Per facilitare il confronto, le figure 5 e 6 mostrano i dati corrispondenti di una lampada al mercurio. Il suo valore CRI è 43, che è piuttosto scarso.

La distribuzione spettrale delle lampade al mercurio è discontinua e lineare. Tale spettro può facilmente aumentare la saturazione di alcuni colori (il punto di colore si sposta verso l'esterno), come il giallo-verde saturo etichettato TCS03, o ridurre la saturazione di alcuni colori (il punto di colore si sposta verso l'interno), come il blu chiaro- etichettati in verde TCS05, in modo che sembrino sbiaditi, quasi tutti grigi.
Il colore di nessun campione di colore può essere visualizzato correttamente e la variazione di colore è piuttosto ampia.
L'altro estremo della resa cromatica è la resa cromatica delle lampade al sodio a bassa pressione, come mostrato nelle Figure 7 e 8.

La lampada al sodio a bassa pressione è una sorgente luminosa antiquata che irradia una luce giallo-arancione, spesso utilizzata nei lampioni stradali precedenti. Essenzialmente, è una luce monocromatica composta da due righe spettrali gialle ravvicinate con una distribuzione della lunghezza d'onda di 589,0 nm e 589,6 nm.

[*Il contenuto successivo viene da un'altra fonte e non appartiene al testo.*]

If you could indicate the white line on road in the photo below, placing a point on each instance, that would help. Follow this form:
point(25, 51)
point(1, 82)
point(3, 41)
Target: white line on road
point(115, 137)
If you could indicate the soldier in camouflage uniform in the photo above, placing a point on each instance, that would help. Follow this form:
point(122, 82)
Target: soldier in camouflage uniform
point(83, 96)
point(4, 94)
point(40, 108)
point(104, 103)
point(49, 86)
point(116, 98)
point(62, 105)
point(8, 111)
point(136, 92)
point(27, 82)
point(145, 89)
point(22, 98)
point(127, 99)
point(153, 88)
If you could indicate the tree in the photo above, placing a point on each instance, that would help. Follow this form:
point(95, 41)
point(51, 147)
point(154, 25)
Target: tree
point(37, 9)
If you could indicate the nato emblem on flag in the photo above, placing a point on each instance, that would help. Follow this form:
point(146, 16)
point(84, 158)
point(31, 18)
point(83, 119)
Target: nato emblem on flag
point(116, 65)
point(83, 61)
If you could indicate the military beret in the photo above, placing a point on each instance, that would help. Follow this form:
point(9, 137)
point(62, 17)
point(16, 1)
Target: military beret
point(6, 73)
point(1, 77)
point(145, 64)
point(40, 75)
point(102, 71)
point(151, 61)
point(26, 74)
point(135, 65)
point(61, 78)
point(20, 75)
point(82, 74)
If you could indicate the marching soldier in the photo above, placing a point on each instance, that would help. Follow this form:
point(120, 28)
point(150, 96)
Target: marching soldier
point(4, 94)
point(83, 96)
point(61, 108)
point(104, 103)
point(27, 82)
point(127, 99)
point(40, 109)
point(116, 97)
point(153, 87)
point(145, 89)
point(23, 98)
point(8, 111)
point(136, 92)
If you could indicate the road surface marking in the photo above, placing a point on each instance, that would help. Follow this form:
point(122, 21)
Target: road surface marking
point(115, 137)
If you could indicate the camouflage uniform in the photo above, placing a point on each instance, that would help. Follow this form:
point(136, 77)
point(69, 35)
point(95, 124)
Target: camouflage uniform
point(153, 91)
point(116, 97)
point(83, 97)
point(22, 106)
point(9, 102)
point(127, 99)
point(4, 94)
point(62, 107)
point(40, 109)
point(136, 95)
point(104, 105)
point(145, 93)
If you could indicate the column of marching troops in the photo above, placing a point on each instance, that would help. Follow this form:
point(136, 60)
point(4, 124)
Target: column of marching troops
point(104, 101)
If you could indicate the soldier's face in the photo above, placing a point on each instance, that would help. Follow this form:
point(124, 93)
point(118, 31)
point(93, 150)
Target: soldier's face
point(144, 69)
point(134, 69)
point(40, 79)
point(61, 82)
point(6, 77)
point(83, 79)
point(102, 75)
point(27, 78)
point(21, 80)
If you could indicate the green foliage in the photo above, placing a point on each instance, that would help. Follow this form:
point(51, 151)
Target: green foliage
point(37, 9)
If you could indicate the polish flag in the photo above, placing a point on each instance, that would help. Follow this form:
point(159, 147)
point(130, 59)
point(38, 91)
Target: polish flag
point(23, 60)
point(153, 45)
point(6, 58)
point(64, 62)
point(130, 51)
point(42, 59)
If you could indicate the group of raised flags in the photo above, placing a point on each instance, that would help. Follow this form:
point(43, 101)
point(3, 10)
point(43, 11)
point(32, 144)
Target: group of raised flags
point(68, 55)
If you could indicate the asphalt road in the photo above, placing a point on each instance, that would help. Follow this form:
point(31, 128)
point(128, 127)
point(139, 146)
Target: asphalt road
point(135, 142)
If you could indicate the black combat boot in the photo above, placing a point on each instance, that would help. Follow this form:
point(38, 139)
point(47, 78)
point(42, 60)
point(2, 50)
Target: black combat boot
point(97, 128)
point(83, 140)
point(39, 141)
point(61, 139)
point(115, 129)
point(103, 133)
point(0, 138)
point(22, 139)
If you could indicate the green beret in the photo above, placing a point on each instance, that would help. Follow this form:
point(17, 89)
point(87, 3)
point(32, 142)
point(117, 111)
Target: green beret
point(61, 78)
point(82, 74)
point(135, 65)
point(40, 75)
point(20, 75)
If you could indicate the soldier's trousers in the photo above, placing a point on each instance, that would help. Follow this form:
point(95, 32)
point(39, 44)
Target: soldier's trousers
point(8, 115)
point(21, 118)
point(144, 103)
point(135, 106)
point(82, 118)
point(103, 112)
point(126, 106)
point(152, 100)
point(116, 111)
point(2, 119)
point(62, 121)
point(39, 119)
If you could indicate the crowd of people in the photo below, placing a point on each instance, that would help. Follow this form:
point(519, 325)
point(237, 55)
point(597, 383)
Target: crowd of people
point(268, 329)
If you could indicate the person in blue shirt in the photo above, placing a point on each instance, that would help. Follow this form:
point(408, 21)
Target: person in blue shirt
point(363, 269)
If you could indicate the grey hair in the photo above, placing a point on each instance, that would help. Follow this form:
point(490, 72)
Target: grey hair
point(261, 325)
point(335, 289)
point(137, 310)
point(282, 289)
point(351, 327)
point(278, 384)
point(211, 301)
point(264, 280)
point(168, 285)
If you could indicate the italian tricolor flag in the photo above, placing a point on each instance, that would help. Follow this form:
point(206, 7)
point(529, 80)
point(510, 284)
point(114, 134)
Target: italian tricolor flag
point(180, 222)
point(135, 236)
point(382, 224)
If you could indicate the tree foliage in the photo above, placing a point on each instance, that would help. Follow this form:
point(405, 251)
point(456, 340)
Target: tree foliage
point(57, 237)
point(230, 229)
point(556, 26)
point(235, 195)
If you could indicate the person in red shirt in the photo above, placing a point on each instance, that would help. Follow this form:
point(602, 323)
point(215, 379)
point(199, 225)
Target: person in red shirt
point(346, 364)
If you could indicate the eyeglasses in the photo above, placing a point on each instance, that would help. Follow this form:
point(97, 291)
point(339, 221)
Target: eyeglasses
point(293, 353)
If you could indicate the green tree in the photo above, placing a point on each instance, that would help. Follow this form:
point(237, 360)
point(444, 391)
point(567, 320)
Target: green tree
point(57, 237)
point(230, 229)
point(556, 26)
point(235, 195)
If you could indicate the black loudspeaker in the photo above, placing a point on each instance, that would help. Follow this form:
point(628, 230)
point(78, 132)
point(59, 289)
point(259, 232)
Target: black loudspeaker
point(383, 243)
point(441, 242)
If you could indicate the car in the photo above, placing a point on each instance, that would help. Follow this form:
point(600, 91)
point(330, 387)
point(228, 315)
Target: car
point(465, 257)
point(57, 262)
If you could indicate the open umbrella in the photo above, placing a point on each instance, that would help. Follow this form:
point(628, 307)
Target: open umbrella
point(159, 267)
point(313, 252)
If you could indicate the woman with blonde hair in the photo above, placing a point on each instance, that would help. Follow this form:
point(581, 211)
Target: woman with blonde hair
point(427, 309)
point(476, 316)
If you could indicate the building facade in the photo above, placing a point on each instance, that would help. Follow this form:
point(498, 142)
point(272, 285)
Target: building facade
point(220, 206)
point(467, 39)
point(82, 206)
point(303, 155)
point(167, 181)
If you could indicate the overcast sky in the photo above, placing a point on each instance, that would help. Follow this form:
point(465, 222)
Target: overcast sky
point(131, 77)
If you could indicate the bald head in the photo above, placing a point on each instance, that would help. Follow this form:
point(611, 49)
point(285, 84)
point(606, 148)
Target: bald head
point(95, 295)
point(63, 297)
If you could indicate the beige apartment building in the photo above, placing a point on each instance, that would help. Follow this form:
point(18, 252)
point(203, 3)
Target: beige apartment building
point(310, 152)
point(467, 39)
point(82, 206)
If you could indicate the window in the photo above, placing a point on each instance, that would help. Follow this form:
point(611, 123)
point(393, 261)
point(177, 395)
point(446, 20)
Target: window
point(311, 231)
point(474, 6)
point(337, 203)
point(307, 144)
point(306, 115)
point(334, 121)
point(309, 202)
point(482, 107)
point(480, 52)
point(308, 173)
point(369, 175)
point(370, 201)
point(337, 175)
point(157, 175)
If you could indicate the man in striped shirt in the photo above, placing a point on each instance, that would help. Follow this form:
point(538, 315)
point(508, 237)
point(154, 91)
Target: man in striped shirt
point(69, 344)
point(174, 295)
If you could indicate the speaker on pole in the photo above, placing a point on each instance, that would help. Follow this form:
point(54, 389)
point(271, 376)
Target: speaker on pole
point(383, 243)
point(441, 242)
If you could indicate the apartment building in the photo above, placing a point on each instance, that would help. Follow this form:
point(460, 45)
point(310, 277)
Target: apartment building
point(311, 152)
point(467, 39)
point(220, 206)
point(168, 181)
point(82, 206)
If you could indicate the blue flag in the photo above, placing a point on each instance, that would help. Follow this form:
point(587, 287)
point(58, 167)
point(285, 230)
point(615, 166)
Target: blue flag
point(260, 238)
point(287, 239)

La lampada al sodio a bassa pressione non ha alcuna capacità di resa cromatica. In effetti, il suo valore CRI è -47 attraverso il calcolo. Tutti gli 8 campioni di colore testati sembravano essere avvolti in un giallo torbido. Questo spiega perché di notte è difficile trovare la propria auto in un parcheggio illuminato da queste sorgenti luminose.
Non importa di che colore sia l'auto, tutte le auto hanno lo stesso aspetto sotto l'illuminazione delle lampade al sodio a bassa pressione. (Sebbene i valori CRI possano essere negativi nella definizione di CRI, di solito convergono a zero, il che è molto negativo.)
Le lampade al sodio a bassa pressione pongono un piccolo dilemma ai progettisti dell'illuminazione responsabili: la loro efficienza luminosa è estremamente elevata, raggiungendo i 150 lm/W, ma sono generalmente poco apprezzate a causa dell'aspetto antiestetico degli oggetti sotto la loro illuminazione e della mancanza di resa cromatica.
In molti apparecchi di illuminazione sono state sostituite da lampade al sodio ad alta pressione con efficienza luminosa leggermente inferiore e altre sorgenti luminose con valori di CRI più elevati. La tabella 1 elenca la temperatura del colore e il valore CRI di alcune sorgenti luminose comunemente utilizzate.
Detto così tanto, questo può rispondere chiaramente alla domanda iniziale, perché la qualità dell'illuminazione del museo's deve essere superiore a CRI 95, perché la resa cromatica sopra CRI 95 può rendere la riproduzione del colore più pura, saturo e completo, per te Presentare veramente i dettagli squisiti e i colori brillanti di preziose reliquie culturali e opere d'arte.